A human, a vulcan, a klingon, a bajoran, and a ferengi walk into a bar. (It's Quark's. Where else?)
Now, ask them that question - Is Star Trek communist? Or any other question. Anything at all. And you'll get five different answers.
Heck, get five humans in a room...
We don't all live on Earth, and neither does our story. Sometimes, worlds collide. When they do, that's when things really get interesting. And that's another huge component of Star Trek: finding our place in a wide open universe, exploring the galaxy and seeing some of the other people who live in it. Even if we don't always agree.
One of the pillars on which Star Trek is based is a huge, incredible galaxy filled with wonders. "Infinite diversity in infinite combinations." The series are as different as some of the planets in this amazing galaxy, and the people living on them.

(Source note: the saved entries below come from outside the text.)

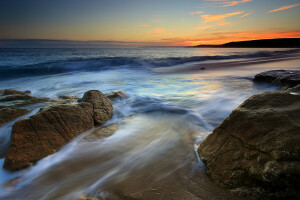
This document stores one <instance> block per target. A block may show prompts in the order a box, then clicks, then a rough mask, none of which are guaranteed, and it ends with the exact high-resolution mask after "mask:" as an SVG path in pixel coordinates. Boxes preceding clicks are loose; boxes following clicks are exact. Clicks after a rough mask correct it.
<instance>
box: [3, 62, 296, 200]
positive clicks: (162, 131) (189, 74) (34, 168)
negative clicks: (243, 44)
mask: <svg viewBox="0 0 300 200" xmlns="http://www.w3.org/2000/svg"><path fill="white" fill-rule="evenodd" d="M272 66H274V68H278V66H285V67H286V68H292V67H297V65H295V60H292V61H290V62H288V61H284V62H277V63H272ZM268 69H272V67H270V65H269V64H263V65H262V64H261V65H253V66H243V67H241V68H226V69H222V68H220V69H217V68H216V69H213V70H209V69H208V70H201V71H193V72H184V73H158V72H154V71H151V70H142V69H132V68H126V67H123V68H119V69H113V70H106V71H101V72H99V71H98V72H76V73H65V74H59V75H53V76H39V77H35V78H32V77H31V78H30V77H27V78H20V79H15V80H7V81H2V82H0V83H3V84H1V88H4V87H5V88H14V89H20V90H27V89H29V90H31V91H32V93H33V95H37V96H48V97H52V98H55V97H57V96H59V95H62V94H66V95H76V96H80V97H81V96H82V94H83V93H84V92H85V91H87V90H90V89H98V90H100V91H102V92H104V93H105V92H110V91H112V90H120V89H121V90H124V91H125V92H126V93H128V95H129V97H130V98H128V99H124V100H115V101H114V102H113V105H114V108H115V111H114V112H115V114H114V117H113V119H112V120H110V121H109V122H108V123H107V124H109V123H120V124H121V127H120V129H119V130H118V131H117V132H116V133H115V134H114V135H113V136H111V137H109V138H106V139H99V140H95V141H94V142H83V141H82V140H80V139H81V137H83V136H84V134H83V135H81V136H79V137H78V138H75V139H74V140H73V141H72V142H71V143H70V144H68V145H66V146H65V147H63V148H62V149H60V151H58V152H57V153H56V154H54V155H51V156H49V157H47V158H45V159H43V160H41V161H40V162H39V163H38V164H37V165H35V166H34V167H31V168H29V169H28V170H23V171H20V172H16V173H9V172H7V171H4V170H1V171H0V175H1V182H0V184H1V185H2V187H1V189H0V198H1V199H13V200H16V199H22V200H23V199H24V200H26V199H28V200H32V199H44V200H53V199H58V200H59V199H78V197H79V196H82V195H85V196H89V197H94V198H96V197H97V198H101V199H178V200H179V199H235V198H237V197H233V196H232V195H231V194H230V193H229V192H228V191H226V190H224V189H221V188H219V187H217V186H216V185H215V184H214V183H212V182H211V181H210V179H209V177H208V176H207V174H206V172H205V170H206V169H205V167H204V166H203V164H202V163H201V162H200V161H199V158H198V157H197V154H196V153H195V149H196V147H197V145H198V144H199V143H200V141H201V140H203V139H204V138H205V137H206V136H207V135H208V134H209V133H210V132H211V131H212V130H213V129H214V128H215V127H216V126H217V125H218V124H220V123H221V122H222V121H223V120H224V118H225V117H226V116H228V115H229V114H230V112H231V111H232V110H233V109H234V108H235V107H237V106H238V105H239V104H240V103H242V102H243V101H244V100H245V99H246V98H248V97H249V96H251V95H253V94H257V93H261V92H264V91H272V90H275V89H278V88H276V87H273V86H270V85H267V84H255V83H253V82H252V77H253V75H254V74H256V73H258V72H261V71H265V70H268ZM4 83H5V84H4ZM45 91H46V92H45ZM36 109H38V108H36ZM35 112H36V111H35ZM33 113H34V112H33ZM11 125H12V123H10V124H7V125H5V126H4V127H2V128H1V129H0V131H1V138H5V139H6V140H5V141H6V142H2V143H1V144H0V147H1V148H2V153H3V152H4V149H5V148H6V146H7V144H8V143H7V142H8V138H9V132H10V129H11ZM85 134H87V133H85ZM1 141H2V140H1ZM0 161H1V164H3V159H2V160H0ZM15 177H18V179H16V180H15V181H14V182H11V183H9V184H8V185H6V186H5V183H6V182H7V181H9V180H12V179H13V178H15Z"/></svg>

Within the Federation itself, there's variety. Outside it, even more. New life, new civilizations. That's kind of the point here. We're supposed to seek them out. Boldly go. Ask 'em our questions, and get some answers, be part of their worlds - sorry. Wrong seminal pop-culture franchise.
So, is it communist?
Yes and no. The answer is individual. And communal. It's one and millions. Infinite variety, infinite combinations.
I don't know, friends, just watch some Star Trek and tell me what you think. Whatever answer you reach, you'll have fun getting there.